Tom Temin: And let’s get down to one brass tacks issue I wanted to ask you about because this comes up from time to time and the cybersecurity phishing attack situation is getting worse for all Americans. But because of their particular identity and backgrounds, veterans are often the target of very highly specialized and focused scams. What do you see going on there? And what are some of the remedies to help them avoid getting caught?

Mike Meese: No, you’re right. There are lots of scammers who do take advantage of the fact that veterans have kind of a fixed schedule of things, whether it’s getting their federal benefits, or right now there’s  good news for veterans that are on disability as they’ll get an 8.7% increase in disability checks, which starts in January. And that starts absolutely automatically. They don’t need to do anything for that. But scammers will probably call them up and knowing that this is going to happen, say hey, you have to apply this or you have to do something to be sure that you can get your information updated, and that you could get this 8.7% increase in disability payments. Everybody should know that the VA will never call and ask you for that kind of information. All of their communications is in writing, if there’s going to be any change to your benefits, or anything like that. So anybody who is trying to elicit information from anybody in general, and particularly from veterans, they are almost always somebody trying to take advantage of you. And you should never give anybody any of that information. If it is a serious person, they’ll send you a letter or you can ask them to give you a callback later, and then validate that with the Department of Veterans Affairs, to be sure that it is in fact a legitimate person.

Tom Temin: What’s your best advice this Veterans Day for the veterans and for VA?

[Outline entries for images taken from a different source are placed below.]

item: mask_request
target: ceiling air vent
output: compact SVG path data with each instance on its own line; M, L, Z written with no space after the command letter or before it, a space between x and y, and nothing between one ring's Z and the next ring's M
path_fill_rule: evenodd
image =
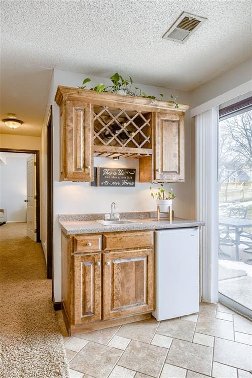
M207 18L183 12L163 38L184 43Z

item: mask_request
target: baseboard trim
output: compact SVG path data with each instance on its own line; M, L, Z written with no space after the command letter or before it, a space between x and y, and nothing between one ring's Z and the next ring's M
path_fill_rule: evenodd
M62 310L63 308L62 302L54 302L53 303L53 308L55 311L59 311L59 310Z

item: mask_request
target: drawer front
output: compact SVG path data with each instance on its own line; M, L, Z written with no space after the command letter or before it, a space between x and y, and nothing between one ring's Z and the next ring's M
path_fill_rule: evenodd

Mike Meese: Well, for both, let me cut straight just briefly on veterans, obviously, with inflation, and we deal this with our AAFMAA members, some  have been able to figure out inflation, have the savings have the things to be able to take care of their family, if you’re in that circumstance, help other veterans, volunteer at the various community outreach, places that are helping those veterans that may have challenges. And the other part is to communicate to veterans, you know, people do get into circumstances, especially with inflation, with cars breaking down with all kinds of problems, you should never be so proud that you are not willing to take advantage of all of the organizations that are out there that are  designed to help veterans. So if you need help, it’s okay to ask for that help and get that help. And if you’re in a good situation, a great way to get back is to continue to help those community organizations and help other veterans and others that are out there. It makes all of us continue in that mission that we had while we were serving in the military.

Tom Temin: And for VA?

Mike Meese: VA again, they fortunately have worked through much of the backlog, and they’re modernizing their systems has been a great outreach. Secretary McDonough has done a good job now especially implementing the PACT Act, and continuing to stay in touch with individuals that are eligible for all the airborne hazards has been a great step by the VA. And now they just need to reach more and more people and they’re continuing to do that. So veterans out there who were exposed. Again, younger veterans either in Iraq or Afghanistan, who were exposed to airborne hazards should be getting reached by the VA or contact the VA to be able to take advantage of the new provisions under the PACT Act to make sure that they are recorded. And then as they have any health conditions, they can get help from the VA to take care of that.

Tom Temin: Mike Meese, president of the American Armed Forces Mutual Aid Association.